I’m as leftist as it gets. I was called baby killer by someone at a mall when I was 19. I get their stance now, though at 19 I hadn’t killed any babys, still haven’t. But I thought I joined for the right purposes. 9/11 just happened and I was impressionable as a kid. It hurt. I thought I was doing the right thing at the time.
Impressionable kids were brought into a system that fucked them over. I thought I was doing the right thing by saving Americans that I thought were vulnerable. I’m not proud of where I’ve been or what I’ve done. I am proud that it helped me understand the world, and my subsequent choices. It disgusts me to know how many people I served with, that came away with a different understanding.
I felt we were there to help.

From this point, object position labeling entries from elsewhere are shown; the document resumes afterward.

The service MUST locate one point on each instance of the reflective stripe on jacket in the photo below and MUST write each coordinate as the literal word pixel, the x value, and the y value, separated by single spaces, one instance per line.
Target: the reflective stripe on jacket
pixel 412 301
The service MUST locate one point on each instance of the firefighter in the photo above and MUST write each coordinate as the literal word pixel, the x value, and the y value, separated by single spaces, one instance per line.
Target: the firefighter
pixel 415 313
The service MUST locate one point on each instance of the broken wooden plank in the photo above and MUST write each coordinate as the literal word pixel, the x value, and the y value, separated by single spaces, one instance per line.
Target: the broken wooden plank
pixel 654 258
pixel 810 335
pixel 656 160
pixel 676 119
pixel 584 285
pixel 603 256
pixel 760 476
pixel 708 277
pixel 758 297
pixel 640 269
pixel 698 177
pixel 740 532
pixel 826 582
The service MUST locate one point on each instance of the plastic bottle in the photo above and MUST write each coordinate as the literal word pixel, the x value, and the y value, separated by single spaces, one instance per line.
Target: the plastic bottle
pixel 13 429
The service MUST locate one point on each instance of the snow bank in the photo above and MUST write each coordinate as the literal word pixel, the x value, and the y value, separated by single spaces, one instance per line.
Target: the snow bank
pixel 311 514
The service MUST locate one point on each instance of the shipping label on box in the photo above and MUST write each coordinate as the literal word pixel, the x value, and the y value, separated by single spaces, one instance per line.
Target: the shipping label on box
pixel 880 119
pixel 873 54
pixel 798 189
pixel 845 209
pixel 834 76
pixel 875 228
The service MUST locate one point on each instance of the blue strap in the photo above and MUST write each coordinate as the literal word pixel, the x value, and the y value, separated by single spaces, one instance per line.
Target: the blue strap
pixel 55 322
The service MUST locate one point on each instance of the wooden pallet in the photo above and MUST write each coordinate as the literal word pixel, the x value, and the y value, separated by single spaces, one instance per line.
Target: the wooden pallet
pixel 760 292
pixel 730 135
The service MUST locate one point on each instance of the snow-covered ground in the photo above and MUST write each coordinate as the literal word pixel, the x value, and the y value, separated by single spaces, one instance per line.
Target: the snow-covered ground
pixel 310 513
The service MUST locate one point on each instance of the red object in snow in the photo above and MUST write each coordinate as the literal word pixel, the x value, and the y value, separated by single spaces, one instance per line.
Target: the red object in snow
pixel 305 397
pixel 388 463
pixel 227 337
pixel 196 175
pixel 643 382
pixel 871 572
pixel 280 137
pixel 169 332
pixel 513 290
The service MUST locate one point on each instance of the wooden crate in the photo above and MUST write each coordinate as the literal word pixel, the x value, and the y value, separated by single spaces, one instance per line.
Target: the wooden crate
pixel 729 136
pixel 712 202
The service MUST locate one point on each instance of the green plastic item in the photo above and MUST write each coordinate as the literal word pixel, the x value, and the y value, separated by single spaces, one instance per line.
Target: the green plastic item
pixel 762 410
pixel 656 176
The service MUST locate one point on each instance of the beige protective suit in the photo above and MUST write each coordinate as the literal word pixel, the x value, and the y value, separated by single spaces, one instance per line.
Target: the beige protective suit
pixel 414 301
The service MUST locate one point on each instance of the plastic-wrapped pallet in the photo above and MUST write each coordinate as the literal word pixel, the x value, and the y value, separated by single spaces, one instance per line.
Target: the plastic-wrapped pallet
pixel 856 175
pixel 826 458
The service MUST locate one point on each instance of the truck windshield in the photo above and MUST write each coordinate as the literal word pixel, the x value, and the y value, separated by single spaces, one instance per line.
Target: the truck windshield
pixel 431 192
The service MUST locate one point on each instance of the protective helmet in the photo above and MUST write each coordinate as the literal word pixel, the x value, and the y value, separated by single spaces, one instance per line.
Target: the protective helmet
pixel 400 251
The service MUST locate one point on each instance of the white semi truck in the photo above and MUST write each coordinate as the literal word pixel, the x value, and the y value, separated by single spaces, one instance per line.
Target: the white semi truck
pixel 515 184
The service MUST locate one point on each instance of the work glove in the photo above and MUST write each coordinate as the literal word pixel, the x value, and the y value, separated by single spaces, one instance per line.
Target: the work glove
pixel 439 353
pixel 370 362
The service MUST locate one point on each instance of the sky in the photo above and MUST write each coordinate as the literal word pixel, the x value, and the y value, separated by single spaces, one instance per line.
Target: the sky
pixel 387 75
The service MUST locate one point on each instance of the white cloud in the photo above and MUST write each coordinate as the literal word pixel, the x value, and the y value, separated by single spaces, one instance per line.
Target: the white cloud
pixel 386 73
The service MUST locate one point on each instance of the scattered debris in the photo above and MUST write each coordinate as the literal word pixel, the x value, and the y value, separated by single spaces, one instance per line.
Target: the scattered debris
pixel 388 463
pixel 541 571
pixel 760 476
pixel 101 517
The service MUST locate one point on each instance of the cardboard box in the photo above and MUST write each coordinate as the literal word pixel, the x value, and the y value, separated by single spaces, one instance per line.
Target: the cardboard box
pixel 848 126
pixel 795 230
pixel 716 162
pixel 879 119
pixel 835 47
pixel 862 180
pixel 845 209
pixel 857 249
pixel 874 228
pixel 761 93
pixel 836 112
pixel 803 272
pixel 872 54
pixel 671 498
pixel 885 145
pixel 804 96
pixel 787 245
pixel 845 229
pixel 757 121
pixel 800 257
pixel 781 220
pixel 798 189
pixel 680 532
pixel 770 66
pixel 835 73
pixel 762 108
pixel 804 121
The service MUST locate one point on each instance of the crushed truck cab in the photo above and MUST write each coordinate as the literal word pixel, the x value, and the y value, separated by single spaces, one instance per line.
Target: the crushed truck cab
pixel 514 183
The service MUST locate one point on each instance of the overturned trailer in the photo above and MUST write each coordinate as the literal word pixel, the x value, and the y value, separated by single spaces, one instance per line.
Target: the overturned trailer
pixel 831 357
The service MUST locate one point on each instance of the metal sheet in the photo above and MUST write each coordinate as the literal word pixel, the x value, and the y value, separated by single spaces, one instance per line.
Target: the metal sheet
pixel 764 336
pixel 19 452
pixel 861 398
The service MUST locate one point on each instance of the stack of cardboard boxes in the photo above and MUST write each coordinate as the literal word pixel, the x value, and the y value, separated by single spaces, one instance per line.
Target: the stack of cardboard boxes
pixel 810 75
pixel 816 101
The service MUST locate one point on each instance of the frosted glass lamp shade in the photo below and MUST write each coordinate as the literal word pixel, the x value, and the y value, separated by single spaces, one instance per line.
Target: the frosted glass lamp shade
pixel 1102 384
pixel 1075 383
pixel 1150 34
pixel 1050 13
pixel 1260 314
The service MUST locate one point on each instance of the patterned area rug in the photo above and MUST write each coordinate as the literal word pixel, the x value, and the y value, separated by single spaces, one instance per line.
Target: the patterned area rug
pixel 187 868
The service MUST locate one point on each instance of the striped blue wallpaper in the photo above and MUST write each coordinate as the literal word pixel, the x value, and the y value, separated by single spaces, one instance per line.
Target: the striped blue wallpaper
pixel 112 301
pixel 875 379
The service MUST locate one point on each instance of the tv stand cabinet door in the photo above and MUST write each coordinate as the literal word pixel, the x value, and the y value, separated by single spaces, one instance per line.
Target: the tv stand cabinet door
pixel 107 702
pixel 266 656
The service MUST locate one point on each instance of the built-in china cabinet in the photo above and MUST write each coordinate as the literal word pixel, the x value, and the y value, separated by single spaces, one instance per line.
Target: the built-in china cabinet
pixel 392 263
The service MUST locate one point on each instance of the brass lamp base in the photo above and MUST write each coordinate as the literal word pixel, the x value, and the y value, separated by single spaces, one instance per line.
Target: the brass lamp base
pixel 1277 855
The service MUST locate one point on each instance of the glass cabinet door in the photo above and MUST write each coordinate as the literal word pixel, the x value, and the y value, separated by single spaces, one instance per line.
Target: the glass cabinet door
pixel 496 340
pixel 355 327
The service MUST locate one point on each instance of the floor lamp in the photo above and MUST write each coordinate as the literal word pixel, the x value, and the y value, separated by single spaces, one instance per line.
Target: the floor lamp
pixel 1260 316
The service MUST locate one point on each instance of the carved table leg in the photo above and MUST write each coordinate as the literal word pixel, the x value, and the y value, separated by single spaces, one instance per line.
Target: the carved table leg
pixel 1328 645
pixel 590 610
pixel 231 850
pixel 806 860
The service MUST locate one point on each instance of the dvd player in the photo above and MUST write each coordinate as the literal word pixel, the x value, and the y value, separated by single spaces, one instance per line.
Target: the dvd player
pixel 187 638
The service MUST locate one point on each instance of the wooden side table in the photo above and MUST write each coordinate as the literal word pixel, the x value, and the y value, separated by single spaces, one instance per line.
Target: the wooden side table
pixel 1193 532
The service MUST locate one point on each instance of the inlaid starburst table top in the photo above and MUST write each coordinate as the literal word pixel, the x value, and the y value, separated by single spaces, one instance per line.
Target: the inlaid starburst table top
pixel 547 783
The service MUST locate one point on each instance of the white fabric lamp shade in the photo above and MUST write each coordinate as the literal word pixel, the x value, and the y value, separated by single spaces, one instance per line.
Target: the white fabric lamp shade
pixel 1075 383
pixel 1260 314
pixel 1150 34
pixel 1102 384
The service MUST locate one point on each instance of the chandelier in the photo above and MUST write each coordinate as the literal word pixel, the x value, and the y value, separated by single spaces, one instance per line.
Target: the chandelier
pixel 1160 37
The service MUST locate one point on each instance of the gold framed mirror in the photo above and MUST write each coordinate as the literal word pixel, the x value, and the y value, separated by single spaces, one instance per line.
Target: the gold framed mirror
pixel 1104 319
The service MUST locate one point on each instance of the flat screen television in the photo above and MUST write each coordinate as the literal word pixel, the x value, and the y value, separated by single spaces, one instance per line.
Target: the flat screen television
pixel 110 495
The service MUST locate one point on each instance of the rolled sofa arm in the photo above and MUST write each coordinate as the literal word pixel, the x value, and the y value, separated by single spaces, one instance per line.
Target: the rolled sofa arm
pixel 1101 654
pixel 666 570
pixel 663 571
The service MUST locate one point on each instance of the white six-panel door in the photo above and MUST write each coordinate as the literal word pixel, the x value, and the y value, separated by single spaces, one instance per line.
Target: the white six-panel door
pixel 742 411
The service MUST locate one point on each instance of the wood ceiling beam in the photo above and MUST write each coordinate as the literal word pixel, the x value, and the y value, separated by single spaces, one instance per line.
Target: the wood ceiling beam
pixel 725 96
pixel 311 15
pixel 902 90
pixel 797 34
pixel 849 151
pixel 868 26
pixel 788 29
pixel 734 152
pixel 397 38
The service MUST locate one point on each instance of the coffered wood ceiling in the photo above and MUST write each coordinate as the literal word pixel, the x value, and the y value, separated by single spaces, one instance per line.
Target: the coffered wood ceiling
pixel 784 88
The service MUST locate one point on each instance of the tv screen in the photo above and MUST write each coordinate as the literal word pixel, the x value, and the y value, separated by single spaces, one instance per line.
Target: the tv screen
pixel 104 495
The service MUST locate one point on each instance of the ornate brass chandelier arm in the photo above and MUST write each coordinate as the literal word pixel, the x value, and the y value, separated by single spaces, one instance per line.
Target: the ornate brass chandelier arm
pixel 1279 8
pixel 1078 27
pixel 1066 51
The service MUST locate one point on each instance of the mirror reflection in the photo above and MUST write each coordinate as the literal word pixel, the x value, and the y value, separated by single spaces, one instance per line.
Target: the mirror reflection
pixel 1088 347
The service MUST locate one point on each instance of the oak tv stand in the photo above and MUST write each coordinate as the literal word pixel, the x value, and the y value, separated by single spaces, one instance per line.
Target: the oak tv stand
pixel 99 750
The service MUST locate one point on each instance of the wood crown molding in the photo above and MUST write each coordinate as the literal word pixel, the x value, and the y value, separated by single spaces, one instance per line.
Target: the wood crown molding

We did some stuff that looked that way. Sometimes it even felt that way.
“Hey go feed the hungry and hand out school supplies”
And then on your way back “btw you’re passing by such and such on your way back, eliminate everyone who offers resistance.”
And you think of the kids “hey thanks for the crayons, but I really wish you didn’t kill my dad and 2 of my uncles in the process”.
My son idolizes me and my time in Iraq. I keep telling him that’s not something to look up to, and the job is full of pain. I honestly don’t know where I’m getting at with this, other than there’s no excuse for wars that didn’t need to happen. The military industrial complex decides we dont have enough information for the next war, so we start a new one with a smaller adversary and make up excuses.

Talked shit about cops to a guy I went to Iraq with who became a cop. I still give him shit for drinking his own piss. I treat him with contempt and he still thinks we’re friends.